Music Reviews
Malody

Barry Hyde Malody

(Sirenspire Recordsn) Buy it from Insound Rating - 8/10

There’s a reason why we hadn’t heard of turn of the century new wave revivalists The Futureheads for so long. Frontman Barry Hyde began to see the first subtle signs of bipolar disorder right when the Sunderland band catapulted into the public consciousness, an illness that he’s been able to overcome even if it brought many a change. Hyde is now sailing through calmer waters, through before moving on he had to find some relief by documenting those experiences on his first solo effort, Malody.

The first that immediately stands out about Malody is how it couldn’t further remove itself from the Futureheads’ frenzied guitar assaults. There’s still some urgency found within some of Hyde’s spare piano compositions, seeing as he’s an artist who finds some kind of comfort when things are in complete disorder and confusion. He can’t dishonor these autobiographical accounts: "Who am I? / Monster again”, Hyde repeats over and over while he pounds the keys with an incensed helplessness. His honest sentiments are tactfully theatrical, chronicling different complex emotions in the company of a deep, pervasive sense of loneliness.
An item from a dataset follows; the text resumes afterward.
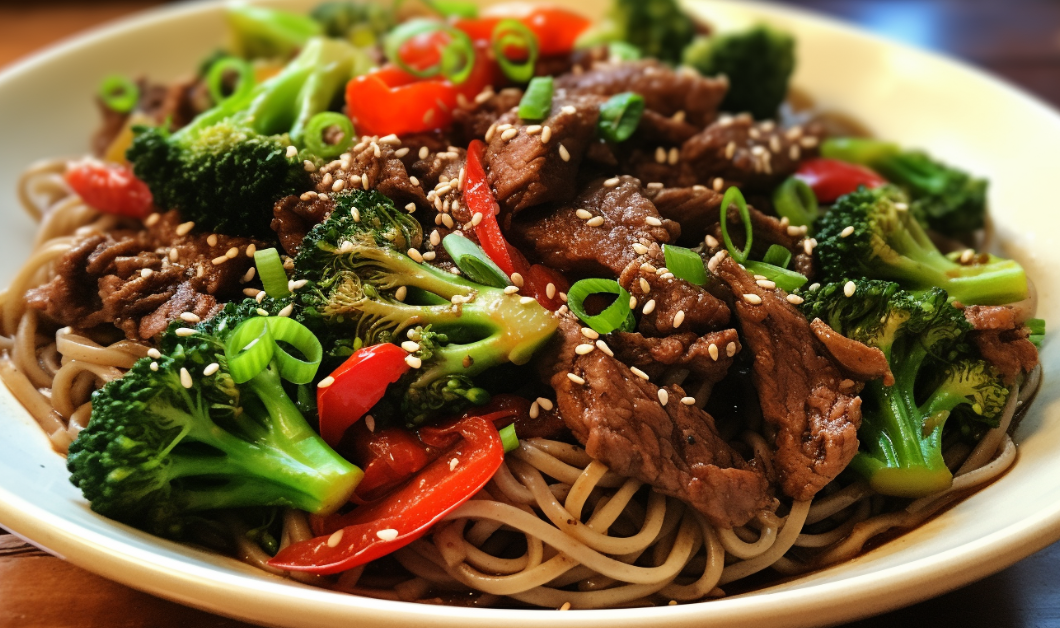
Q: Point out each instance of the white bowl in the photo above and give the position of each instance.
(905, 94)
It’s a rather entertaining exercise to imagine some of Hyde’s more urgent arrangements as Futureheads songs with a classical spin - Blixer is a one-minute instrumental that showcases Hyde’s natural ability to create melodies out of antsy urges. Moreover, the storming While We Were Sleeping is a powerful, somber tune that begins with a sour, burnished piano tone until it gathers its strength with a furious chorus that seems to painfully recount Hyde’s own marital separation. It’s a cathartic moment on the album that is hard to shake, and even harder to forget, one that brings an unexpected profundity to an artist who’s always been easily written off for only delivering fast tempo changes and pop thrills.

In fact, some of Malody’s strongest moments are the ones when Hyde is at his most composed and collected. The harrowing Lonely seems straightforward at first: he softly coos his words as a rich minor chord assuages his sorrow, and then comes this pressing need to let it all out with a a roundabout, almost percussive clamor as he cries, “I still love you”. He expertly segues Prince’s plaintive ballad Sometimes It Snows in April with his very own Thunder Song, which begins in a key that’s similar to April; it immediately changes into a soulful ballad that culminates Malody into a grand finish, with a dramatic orchestral contrast that further accentuates Hyde’s nimble piano playing.
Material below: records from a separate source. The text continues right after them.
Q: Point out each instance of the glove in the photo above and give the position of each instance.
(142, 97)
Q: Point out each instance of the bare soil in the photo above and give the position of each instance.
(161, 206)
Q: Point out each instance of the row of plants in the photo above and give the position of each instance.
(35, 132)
Hyde never sensationalizes his life story in an attempt to gather some pathos; simply put: Malody is an album that he needed to make. It does bring fascinating insight into an artist who maybe wasn’t fit for a more fast-paced lifestyle, one who’s finally found his center after fighting those uncontrollable behaviors. Malody reflects that path with unflinching bareness. It’s a buoyantly hopeful album where Hyde gives a final wave goodbye to his darkest days before moving on to greener pastures.